Julia Preston vs. Strange Anger

At a Council on Foreign Relations event, Times reporter Julia Preston described a strange anger in the land against immigration, because "Americans don't understand it."

New York Times reporter Julia Preston was the moderator for an immigration discussion at the Council on Foreign Relations on May 22. While she moderated others, she also repeatedly discussed how there was a lot of strange anger in the land against immigration, because "Americans don't understand it." Immigration, she proclaimed, has become an outlet for a lot of political frustration that "goes beyond the specifics of the issue." Does she mean that white people are getting concerned that people who look different and speak a different language are causing them anxiety? First, she claimed:


I would just say, since I've written a number of stories about this for The Times, I have become a kind of one-woman, you know, channel of expression for people who see the immigration issue as a hot point, you know, who are frustrated or resentful about this. And I can tell you that there is a lot of very angry people in the United States on this issue. And it's a little hard to understand where it's coming from. I mean, the immigration issue has become this sort of open forum for the expression of a lot of political frustration that's out there in the United States that really goes beyond the specifics of the issue.


Then, an audience member disdained "the Lou Dobbs phenomenon in this country...Would this debate, from your perspective, be any easier if we didn't have the sort of rabid perspective introduced into it that his - I know we're on the record, I'm not ashamed to say that - that he introduces?" Preston didn't completely embrace the "rabid Lou" scenario, but returned to the idea that American attitudes are perplexing:


I think Lou does speak for many Americans. You know, since I travel out there in the country, there is a lot of hostility out there. And part of it has to do with the fact that such a large proportion of this wave of immigration are people that don't have legal status. And this has been something that has been very, I think, divisive at the community level, because Americans don't understand it. Suddenly, you know, there's a whole new set of neighbors in the community. And yet there's a distance there, because the neighbors are unsure, and there's a lack of legal status. So I do think that, you know, solving the problem of illegal immigration is a very important thing to do at this point in terms of dealing with his sentiment.
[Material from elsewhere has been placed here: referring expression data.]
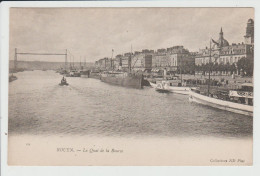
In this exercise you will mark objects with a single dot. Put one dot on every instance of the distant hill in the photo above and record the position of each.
(39, 65)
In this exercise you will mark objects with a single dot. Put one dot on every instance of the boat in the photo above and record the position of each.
(63, 82)
(237, 101)
(169, 86)
(12, 78)
(85, 73)
(132, 80)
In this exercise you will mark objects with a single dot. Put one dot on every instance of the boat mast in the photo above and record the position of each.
(181, 69)
(130, 60)
(112, 65)
(209, 65)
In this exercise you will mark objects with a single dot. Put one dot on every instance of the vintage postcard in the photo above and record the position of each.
(131, 86)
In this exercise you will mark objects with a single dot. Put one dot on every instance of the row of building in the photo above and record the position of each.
(177, 57)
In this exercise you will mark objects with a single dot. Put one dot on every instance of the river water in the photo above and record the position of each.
(38, 105)
(142, 122)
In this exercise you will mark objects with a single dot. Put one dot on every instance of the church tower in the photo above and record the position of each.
(249, 37)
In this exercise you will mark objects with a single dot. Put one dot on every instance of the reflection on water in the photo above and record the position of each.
(38, 105)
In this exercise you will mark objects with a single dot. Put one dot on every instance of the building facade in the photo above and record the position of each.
(222, 53)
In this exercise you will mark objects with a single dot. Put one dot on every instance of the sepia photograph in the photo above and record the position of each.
(131, 86)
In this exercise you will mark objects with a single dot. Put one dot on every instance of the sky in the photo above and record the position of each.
(91, 33)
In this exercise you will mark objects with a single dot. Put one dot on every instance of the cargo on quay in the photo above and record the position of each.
(239, 101)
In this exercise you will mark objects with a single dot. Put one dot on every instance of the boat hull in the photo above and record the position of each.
(221, 104)
(180, 90)
(127, 81)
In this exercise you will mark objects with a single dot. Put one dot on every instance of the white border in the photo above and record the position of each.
(98, 170)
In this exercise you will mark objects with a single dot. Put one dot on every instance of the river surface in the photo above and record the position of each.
(39, 106)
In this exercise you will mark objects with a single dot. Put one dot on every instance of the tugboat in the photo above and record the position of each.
(63, 82)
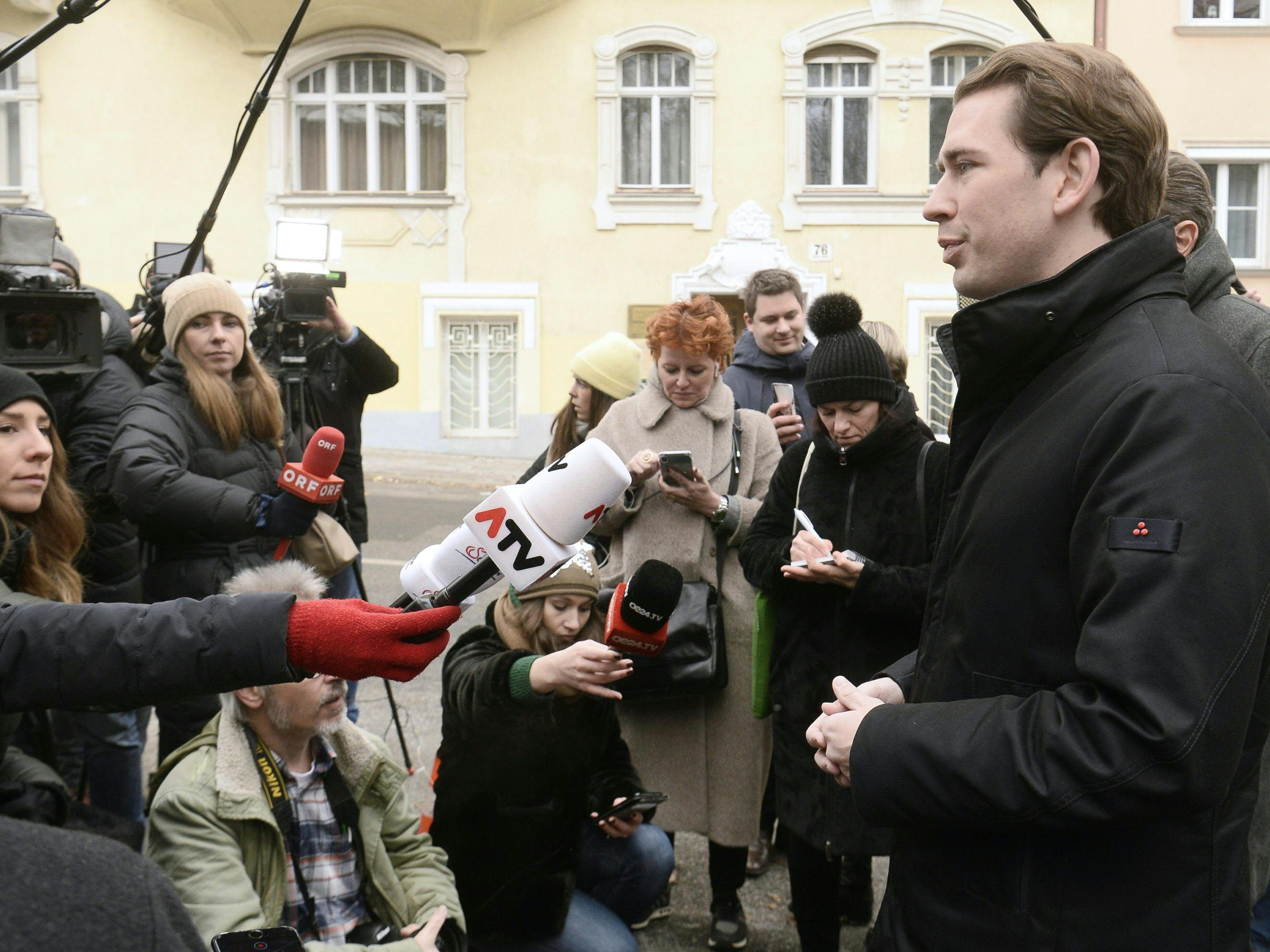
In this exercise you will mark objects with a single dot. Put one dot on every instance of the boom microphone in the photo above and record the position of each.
(640, 608)
(313, 478)
(526, 531)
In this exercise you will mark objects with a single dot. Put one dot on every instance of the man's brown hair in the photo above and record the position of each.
(1189, 195)
(1072, 91)
(771, 282)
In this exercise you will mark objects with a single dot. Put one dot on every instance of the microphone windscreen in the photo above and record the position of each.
(652, 596)
(324, 452)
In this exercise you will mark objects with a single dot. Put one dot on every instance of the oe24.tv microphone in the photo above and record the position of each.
(640, 608)
(313, 478)
(526, 531)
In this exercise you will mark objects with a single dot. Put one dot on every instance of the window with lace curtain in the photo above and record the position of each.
(369, 124)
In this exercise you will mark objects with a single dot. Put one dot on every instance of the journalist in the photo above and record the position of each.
(351, 867)
(774, 349)
(869, 482)
(530, 752)
(101, 752)
(1070, 758)
(708, 753)
(196, 464)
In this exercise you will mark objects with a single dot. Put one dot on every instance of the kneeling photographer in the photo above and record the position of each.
(531, 763)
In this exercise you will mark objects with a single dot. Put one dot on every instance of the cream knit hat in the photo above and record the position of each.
(610, 365)
(195, 295)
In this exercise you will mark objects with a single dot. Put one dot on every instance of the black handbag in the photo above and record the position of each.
(695, 659)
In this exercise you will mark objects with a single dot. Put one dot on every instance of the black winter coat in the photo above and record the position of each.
(88, 411)
(1078, 764)
(195, 502)
(862, 498)
(341, 377)
(516, 782)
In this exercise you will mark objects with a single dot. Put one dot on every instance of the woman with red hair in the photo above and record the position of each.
(709, 755)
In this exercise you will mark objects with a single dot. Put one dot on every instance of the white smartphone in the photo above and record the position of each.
(784, 395)
(828, 560)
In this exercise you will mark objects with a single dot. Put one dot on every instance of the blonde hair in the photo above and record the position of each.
(251, 403)
(892, 347)
(58, 531)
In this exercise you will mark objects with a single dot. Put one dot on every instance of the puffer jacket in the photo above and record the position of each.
(862, 498)
(195, 502)
(754, 371)
(518, 773)
(213, 832)
(88, 409)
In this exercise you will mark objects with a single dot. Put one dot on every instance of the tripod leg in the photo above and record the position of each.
(388, 685)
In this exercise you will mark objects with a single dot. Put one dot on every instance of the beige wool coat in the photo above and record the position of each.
(711, 756)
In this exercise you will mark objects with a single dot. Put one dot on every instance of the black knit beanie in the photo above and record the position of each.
(16, 385)
(848, 363)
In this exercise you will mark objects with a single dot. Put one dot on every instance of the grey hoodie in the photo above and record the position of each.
(754, 371)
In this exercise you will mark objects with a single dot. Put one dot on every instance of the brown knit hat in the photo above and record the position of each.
(196, 295)
(578, 577)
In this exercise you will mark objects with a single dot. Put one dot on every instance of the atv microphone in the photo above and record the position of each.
(640, 608)
(526, 531)
(313, 478)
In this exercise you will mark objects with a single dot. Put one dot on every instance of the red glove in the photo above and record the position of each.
(355, 640)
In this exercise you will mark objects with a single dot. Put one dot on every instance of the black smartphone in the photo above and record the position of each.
(679, 461)
(638, 804)
(282, 938)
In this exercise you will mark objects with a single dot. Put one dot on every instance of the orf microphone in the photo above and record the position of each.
(642, 608)
(313, 478)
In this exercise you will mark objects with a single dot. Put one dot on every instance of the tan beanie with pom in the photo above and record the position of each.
(195, 295)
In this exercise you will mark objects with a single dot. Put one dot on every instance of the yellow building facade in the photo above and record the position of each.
(514, 178)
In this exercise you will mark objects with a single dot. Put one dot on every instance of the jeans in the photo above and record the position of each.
(1261, 925)
(618, 881)
(343, 584)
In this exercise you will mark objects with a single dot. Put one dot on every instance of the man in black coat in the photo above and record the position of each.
(1076, 762)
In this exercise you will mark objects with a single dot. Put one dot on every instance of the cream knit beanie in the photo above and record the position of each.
(195, 295)
(610, 365)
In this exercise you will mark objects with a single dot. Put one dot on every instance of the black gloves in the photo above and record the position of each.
(286, 516)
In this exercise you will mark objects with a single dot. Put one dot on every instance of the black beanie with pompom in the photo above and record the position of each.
(848, 363)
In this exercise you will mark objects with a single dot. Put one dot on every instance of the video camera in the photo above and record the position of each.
(46, 327)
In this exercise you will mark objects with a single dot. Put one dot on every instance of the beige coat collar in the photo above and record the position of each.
(652, 403)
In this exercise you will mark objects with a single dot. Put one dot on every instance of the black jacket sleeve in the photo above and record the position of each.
(125, 657)
(1170, 650)
(149, 471)
(899, 592)
(371, 366)
(768, 544)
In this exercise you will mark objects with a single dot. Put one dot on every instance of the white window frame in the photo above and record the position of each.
(900, 78)
(945, 91)
(837, 94)
(332, 101)
(654, 94)
(640, 205)
(1226, 17)
(27, 96)
(1238, 155)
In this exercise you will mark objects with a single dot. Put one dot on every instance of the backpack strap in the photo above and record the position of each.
(921, 491)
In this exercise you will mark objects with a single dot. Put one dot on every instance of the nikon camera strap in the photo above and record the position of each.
(342, 805)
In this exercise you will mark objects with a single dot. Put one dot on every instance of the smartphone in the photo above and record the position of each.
(785, 395)
(680, 461)
(638, 804)
(282, 938)
(828, 560)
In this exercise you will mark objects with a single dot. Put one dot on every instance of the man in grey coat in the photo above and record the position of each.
(1245, 326)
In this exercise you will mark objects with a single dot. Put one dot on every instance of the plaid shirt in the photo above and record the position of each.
(328, 858)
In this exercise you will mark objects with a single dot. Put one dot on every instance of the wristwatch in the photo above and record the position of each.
(719, 514)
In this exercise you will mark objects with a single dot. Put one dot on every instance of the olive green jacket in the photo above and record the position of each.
(213, 832)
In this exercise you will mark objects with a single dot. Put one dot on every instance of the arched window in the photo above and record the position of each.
(949, 67)
(841, 96)
(369, 124)
(656, 91)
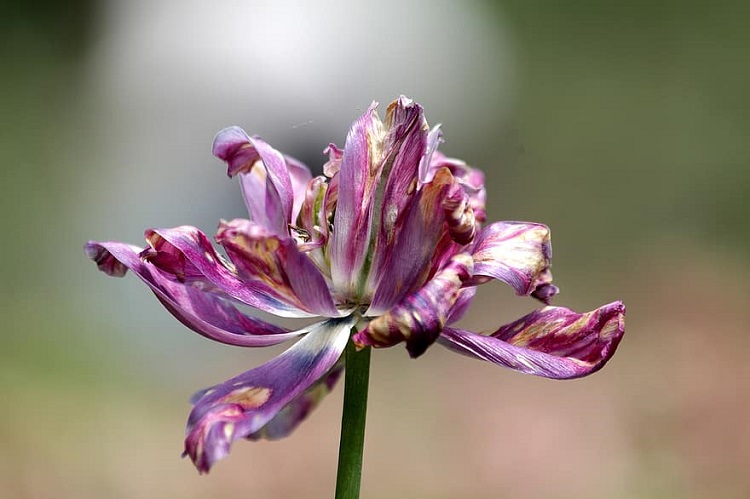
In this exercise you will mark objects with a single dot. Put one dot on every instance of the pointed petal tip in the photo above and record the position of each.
(268, 401)
(554, 342)
(104, 260)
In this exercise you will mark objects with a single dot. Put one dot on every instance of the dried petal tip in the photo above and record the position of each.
(104, 259)
(553, 342)
(419, 319)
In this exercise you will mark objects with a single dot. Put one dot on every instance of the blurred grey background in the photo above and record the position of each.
(622, 125)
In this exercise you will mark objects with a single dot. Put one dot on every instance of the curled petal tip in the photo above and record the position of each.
(553, 342)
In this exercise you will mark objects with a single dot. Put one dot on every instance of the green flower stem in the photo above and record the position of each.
(356, 379)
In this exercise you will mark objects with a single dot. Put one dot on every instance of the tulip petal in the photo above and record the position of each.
(276, 265)
(264, 176)
(186, 253)
(208, 314)
(242, 406)
(420, 317)
(553, 342)
(300, 176)
(361, 165)
(296, 411)
(405, 265)
(517, 253)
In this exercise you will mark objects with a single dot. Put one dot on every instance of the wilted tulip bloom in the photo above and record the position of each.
(387, 247)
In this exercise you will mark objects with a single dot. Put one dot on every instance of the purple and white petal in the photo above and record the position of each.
(242, 406)
(186, 253)
(517, 253)
(402, 266)
(361, 165)
(420, 317)
(553, 342)
(208, 314)
(276, 265)
(264, 175)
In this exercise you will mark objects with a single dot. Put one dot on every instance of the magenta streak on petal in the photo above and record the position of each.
(242, 406)
(405, 144)
(554, 342)
(205, 313)
(358, 180)
(296, 411)
(195, 249)
(517, 253)
(276, 264)
(463, 302)
(404, 266)
(241, 154)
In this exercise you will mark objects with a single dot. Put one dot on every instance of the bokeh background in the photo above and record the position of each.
(622, 125)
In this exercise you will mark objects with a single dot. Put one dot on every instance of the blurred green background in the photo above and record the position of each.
(622, 125)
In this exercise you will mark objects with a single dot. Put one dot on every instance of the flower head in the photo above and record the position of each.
(389, 243)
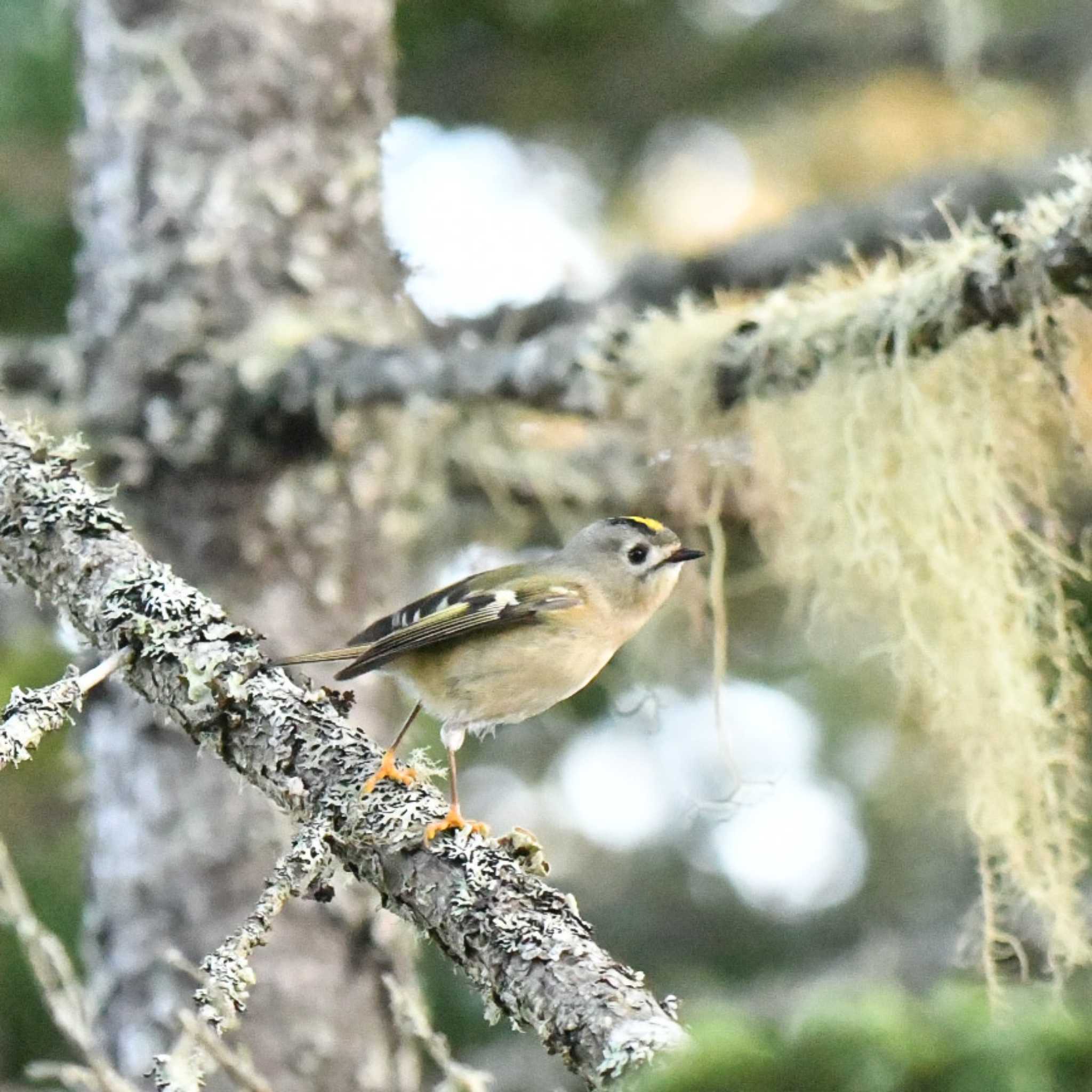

Preston began the panel with three distinct liberals, praising them all for their amazing resumes and their "patient" work against all the illegal aliens are facing from the angry natives:


We are extremely lucky to have three speakers for whom the dynamics of integration of Latino immigrants in the United States is not a theoretical issue. Our speakers represent three organizations that have played very powerful and patient roles in pointing out to Washington the crisis in our immigration system and the dire situation that undocumented immigrants are facing in this country.


And so I think for this session what I'm going to try and do is really have a report from the front about what is going on out there. And again, you have bios and I, again, urge you, as Ray did, to read them, because they really are extraordinary.


Eliseo Medina is the international executive view president of the Service Employees International Union, the SEIU. And this is a union has 1.8 million members in the United States, Canada and Puerto Rico and focuses on hospital and nursing home and home health care workers and also janitors and security workers and public employees.


John Trasvina is the president and general counsel of MALDEF which is the Mexican American Legal Defense and Educational Fund. And which you now have I think 22 attorneys on staff, is that right? And it's long been recognized as one of the premier Latino litigation and advocacy organizations in the United States.


And Arturo Vargas is the executive director of the National Association of Latino Elected and Appointed Officials, NALEO. And this represents - it's a membership organization that represents about 6,000 Latino officials across the United States.


I came across the transcript in a Nexis search of The New York Times.